Rationality: What It Is, Why It Seems Scares, Why It Matters by Steven Pinker, 412 pages
If it snows, it's cold. That is a true statement, right? But think about that in reverse. If it's cold, it snows. Is that always true? No, because there are a multitude of reasons why it could be cold but also not snowing. Welcome to the wonderful world of logic! If you were in a freshman logic course, this might be the first logic puzzle you encounter. Logicians swap the nouns for letters (if A, then B) and try to turn statements like these (and longer) into a mathematical equation to be proven true or false. This is where the book Rationality gets started.
In this text, Harvard psychologist Steven Pinker makes his case for the importance of rationality, a concept as old as Greek civilization, but no less important, especially in our modern time. Pinker discusses how rationality, more than anything else, predicates most of what we do and what we achieve as individuals and as a society. If you've felt like the world around you is descending into chaos, Rationality is a good book to offer some hope about the world while improving your own critical thinking skills. Some of the best parts of this book involve Pinker's descriptions of informal fallacies, arguments labeled as straw man, ad hoc, ad hominin, bandwagon and more. But he not only writes of rationality as a basic paradigm for better understanding, but illustrates how some of our unseen biases can hinder that understanding in ways you've never considered.

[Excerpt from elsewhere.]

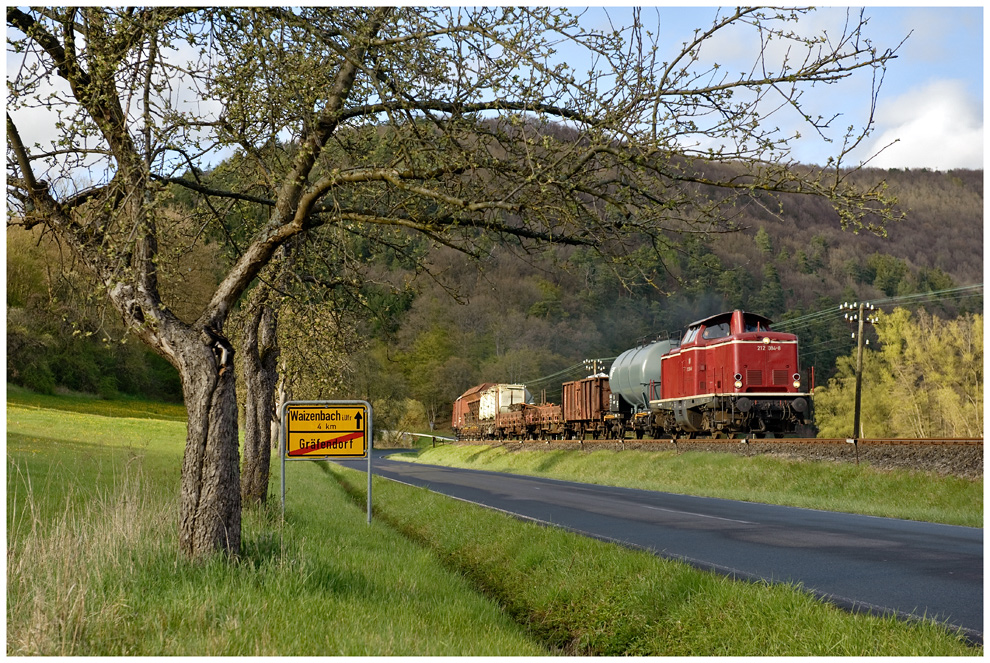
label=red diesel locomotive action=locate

Pinker dives into probabilities and statistics and gives a laypersons understanding of how each works and how one might apply such thinking to everyday scenarios. One such scenario that had me testing it at the dinner table involved a logic problem dubbed the Monty Hall Dilemma, which, based off an old television show called "Let's Make A Deal," indicates that a contestant should always switch doors when given the option of winning a prize (at the time this was confirmed by Marilyn vos Savant in 1990, widely considered to be the world's smartest woman due to her inclusion in the Guinness book of World Records for the highest score on an intelligence test).
I will admit, that, at times, Pinker singles out "woke" culture, which gives me the impression that he's of an older generation railing against the youth today, but he does list some concerning instances of college culture becoming too protected and too politically correct--so much so that it conflicts with rationality as Pinker sees it. However, this book doesn't really go into a political diatribe for one side or another. Pinker's devotion is to critical thinking and furthering the main principals of the enlightenment for a new age.
Recommended for adults interested in math, probability and critical thinking.